He snorted. 'Not that I really know what today's average type of terrorist actually is,' he said sourly, referring to his stay in the Russian prison. 'But no, they aren't.'

Lucas may be a brilliant spook, Ros reflected, but he had a lot of trauma to dig through. Russia still had a huge impact on his life and the way he thought about himself, which compromised his skills in the field. She wondered what he had been like before his imprisonment. Probably Mr Bloody Perfect, if Malcolm's descriptions were anything to go by.

'Well, they're up to something, and that's bloody well enough for me,' Ros muttered. And if they were hiding any secrets, which she was sure they were, then she would squeeze them out of them. The dark-haired young man didn't strike her like one who could hide a secret for long. The blonde one was another matter entirely, but once his friend would start spilling the beans, they would probably have no further need for him, no matter how kingly he prided himself to be.

She closed her eyes and drank her coffee, grateful for the hot liquid, the number one necessity in every spook's survival kit. There was no way you could do the job they did without caffeine.

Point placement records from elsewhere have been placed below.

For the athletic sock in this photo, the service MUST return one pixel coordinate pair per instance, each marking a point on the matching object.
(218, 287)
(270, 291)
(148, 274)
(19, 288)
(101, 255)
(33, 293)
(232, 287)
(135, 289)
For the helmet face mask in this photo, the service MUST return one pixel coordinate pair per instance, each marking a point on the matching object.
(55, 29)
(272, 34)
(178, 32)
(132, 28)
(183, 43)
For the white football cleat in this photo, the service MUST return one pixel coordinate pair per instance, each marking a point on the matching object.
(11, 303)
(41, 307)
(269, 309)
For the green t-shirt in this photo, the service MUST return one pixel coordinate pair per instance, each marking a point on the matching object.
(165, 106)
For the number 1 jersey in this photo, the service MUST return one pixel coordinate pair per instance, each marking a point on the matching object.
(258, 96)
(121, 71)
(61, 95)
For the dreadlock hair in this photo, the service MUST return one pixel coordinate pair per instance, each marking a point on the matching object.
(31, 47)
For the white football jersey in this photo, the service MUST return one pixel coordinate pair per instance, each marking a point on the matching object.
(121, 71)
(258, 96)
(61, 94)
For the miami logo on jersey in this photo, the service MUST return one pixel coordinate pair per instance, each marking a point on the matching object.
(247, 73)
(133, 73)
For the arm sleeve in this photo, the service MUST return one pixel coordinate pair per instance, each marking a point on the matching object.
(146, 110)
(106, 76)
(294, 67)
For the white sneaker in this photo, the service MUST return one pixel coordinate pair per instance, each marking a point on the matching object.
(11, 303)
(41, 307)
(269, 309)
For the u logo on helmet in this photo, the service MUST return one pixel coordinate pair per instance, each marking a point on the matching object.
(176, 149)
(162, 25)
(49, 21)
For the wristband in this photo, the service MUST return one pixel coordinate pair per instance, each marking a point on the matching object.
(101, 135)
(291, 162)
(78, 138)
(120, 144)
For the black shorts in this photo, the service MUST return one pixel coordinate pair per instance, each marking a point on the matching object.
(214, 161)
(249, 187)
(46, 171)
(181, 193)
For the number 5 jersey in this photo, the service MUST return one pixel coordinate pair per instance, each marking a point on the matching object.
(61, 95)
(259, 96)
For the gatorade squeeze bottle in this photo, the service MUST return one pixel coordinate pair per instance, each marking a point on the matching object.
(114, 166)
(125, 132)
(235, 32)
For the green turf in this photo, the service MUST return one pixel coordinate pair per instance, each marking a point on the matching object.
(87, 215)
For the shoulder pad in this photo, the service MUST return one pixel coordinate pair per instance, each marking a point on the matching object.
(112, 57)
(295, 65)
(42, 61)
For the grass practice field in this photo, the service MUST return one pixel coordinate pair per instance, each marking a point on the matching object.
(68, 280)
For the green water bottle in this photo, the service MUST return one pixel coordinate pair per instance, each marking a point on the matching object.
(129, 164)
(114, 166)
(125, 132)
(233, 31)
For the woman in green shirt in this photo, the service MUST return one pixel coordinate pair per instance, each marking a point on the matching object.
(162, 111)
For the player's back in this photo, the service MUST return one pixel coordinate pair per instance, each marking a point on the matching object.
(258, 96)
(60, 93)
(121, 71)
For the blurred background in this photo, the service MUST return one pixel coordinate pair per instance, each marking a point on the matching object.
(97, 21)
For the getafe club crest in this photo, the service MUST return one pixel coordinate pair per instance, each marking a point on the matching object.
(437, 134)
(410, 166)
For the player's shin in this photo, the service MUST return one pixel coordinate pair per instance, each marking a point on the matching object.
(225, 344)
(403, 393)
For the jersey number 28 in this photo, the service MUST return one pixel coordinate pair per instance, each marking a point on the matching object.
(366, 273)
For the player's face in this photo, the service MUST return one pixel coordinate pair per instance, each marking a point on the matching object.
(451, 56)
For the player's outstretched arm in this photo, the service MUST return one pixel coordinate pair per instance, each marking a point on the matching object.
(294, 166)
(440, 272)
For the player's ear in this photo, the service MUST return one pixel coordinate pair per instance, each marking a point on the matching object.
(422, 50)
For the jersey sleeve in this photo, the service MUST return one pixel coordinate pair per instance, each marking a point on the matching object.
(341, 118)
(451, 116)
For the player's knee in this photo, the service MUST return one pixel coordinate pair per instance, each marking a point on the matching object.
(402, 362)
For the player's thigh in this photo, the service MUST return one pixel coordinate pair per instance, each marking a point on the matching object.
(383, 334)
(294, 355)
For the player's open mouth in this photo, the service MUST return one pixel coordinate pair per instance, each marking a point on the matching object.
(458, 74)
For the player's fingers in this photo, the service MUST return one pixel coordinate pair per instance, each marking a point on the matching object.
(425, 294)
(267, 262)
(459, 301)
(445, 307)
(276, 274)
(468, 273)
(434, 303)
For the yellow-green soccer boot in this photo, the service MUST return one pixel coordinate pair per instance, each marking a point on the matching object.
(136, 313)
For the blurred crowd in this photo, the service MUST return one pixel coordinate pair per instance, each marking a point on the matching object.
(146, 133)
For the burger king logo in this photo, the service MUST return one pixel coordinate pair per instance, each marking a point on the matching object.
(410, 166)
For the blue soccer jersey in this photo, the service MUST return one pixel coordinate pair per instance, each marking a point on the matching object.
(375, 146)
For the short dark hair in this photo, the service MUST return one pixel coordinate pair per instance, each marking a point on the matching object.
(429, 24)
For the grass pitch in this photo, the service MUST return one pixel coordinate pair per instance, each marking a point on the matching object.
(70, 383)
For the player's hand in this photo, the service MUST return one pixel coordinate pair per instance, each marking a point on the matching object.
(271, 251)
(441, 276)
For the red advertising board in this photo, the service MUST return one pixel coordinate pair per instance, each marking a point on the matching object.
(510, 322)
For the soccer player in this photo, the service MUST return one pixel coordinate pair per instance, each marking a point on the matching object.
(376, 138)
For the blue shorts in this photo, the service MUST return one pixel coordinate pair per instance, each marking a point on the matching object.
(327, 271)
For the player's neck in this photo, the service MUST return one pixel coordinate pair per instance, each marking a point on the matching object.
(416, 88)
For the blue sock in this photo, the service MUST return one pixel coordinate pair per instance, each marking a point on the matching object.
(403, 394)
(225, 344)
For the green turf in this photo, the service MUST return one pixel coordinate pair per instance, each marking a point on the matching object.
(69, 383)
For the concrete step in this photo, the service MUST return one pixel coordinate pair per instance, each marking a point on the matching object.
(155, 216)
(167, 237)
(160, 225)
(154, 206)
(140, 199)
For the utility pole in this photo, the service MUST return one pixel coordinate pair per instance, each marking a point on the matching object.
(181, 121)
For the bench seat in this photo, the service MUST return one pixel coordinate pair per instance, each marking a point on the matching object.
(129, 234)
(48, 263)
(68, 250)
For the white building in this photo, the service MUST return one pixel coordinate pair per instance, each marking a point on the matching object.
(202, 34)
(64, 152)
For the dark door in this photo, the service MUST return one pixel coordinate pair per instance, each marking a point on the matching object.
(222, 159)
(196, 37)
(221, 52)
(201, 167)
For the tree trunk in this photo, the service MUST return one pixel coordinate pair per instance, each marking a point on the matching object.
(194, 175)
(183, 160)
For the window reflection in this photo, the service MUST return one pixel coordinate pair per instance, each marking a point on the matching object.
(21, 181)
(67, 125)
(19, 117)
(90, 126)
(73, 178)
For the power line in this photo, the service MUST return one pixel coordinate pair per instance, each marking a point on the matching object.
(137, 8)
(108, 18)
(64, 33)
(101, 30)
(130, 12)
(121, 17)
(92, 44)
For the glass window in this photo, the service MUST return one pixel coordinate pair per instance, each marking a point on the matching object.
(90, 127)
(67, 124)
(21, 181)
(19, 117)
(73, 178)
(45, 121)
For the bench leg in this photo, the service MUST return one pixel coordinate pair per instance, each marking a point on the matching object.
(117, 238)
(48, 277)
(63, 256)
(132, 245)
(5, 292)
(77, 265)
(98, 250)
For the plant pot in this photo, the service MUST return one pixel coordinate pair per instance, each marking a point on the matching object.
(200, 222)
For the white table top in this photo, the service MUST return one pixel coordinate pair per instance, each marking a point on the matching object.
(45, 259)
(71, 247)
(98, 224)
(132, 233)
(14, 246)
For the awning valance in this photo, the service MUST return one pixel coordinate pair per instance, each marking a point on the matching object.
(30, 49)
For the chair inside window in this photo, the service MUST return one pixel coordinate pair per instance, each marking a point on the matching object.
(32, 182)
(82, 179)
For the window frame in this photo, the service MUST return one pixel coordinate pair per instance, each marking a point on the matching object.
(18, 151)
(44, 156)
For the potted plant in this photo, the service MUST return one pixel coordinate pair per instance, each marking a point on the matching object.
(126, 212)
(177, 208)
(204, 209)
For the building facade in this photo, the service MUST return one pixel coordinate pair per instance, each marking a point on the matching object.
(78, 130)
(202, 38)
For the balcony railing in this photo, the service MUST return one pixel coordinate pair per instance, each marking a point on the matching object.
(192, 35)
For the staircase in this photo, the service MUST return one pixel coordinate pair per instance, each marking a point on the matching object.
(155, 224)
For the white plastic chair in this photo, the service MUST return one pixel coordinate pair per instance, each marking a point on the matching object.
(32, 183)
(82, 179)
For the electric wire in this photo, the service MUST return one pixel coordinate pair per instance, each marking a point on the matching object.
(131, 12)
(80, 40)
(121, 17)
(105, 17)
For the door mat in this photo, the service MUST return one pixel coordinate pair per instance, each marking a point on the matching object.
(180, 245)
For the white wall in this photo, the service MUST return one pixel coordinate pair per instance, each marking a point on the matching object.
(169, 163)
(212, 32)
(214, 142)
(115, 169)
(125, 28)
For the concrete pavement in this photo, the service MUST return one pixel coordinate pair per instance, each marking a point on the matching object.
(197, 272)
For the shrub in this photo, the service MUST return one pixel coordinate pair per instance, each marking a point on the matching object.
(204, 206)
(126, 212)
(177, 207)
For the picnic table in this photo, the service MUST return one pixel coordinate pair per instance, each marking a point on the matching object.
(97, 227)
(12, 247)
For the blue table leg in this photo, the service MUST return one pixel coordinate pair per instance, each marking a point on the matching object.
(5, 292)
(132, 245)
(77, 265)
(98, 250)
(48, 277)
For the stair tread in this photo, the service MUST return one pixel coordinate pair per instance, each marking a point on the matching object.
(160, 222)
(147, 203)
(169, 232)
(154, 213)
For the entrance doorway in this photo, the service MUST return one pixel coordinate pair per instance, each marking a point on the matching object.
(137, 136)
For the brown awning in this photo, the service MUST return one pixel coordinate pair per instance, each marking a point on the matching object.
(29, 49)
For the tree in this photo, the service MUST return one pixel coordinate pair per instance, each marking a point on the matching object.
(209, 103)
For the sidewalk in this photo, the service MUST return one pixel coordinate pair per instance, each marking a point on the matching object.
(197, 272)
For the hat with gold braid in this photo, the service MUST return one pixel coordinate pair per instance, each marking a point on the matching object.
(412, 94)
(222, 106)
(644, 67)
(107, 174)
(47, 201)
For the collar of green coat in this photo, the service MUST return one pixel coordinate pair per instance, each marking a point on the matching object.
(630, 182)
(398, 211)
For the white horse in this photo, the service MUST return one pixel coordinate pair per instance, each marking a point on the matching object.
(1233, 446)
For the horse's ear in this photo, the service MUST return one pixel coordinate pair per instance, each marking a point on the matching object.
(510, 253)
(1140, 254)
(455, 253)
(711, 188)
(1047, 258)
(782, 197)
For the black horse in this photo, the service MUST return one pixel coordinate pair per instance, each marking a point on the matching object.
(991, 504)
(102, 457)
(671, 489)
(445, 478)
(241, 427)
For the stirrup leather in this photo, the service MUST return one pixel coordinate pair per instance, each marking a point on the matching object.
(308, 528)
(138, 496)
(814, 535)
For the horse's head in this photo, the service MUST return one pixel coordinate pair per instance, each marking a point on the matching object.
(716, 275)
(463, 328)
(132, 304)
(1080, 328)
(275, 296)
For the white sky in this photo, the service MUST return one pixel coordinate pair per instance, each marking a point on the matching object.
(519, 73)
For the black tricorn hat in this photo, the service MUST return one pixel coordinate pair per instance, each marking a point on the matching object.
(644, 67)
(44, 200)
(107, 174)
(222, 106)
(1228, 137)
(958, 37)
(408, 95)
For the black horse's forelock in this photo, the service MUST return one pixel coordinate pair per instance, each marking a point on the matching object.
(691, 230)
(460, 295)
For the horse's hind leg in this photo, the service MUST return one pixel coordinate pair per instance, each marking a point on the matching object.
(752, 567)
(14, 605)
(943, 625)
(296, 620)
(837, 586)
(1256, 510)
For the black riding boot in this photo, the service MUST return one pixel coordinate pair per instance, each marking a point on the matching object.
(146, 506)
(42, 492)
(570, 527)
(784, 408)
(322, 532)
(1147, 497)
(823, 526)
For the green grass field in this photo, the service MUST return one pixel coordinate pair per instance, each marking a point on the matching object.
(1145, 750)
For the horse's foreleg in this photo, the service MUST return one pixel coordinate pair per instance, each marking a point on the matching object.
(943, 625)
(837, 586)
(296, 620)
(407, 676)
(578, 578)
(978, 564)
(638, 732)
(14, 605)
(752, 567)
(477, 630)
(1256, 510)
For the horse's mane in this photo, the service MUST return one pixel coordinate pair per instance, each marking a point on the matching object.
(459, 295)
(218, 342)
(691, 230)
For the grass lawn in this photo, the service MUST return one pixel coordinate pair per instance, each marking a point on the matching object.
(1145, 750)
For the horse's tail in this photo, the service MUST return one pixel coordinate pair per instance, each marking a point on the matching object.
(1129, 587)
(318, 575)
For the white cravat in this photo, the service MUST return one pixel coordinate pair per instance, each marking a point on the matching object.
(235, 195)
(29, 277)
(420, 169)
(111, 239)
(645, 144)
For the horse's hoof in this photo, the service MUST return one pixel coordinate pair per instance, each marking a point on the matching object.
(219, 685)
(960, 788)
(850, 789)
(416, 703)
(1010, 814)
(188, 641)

'Don't you want to check the transcripts?' Lucas asked. 'See if I've missed anything?'

She glanced at them, but they appeared to be awfully accurate. 'They're fine,' she said. 'You got the most important stuff.'

He gave her a grin. 'I aim to please, boss.'

Ros glared at him. If he was trying to charm his way into her good graces by calling her boss five times a day, he was mistaken. If he was going to get into her good books, he had to prove himself, a lot. Ros was a perfectionist and she couldn't work with someone who was less than that. Maybe that was why Adam and her had gotten along so well.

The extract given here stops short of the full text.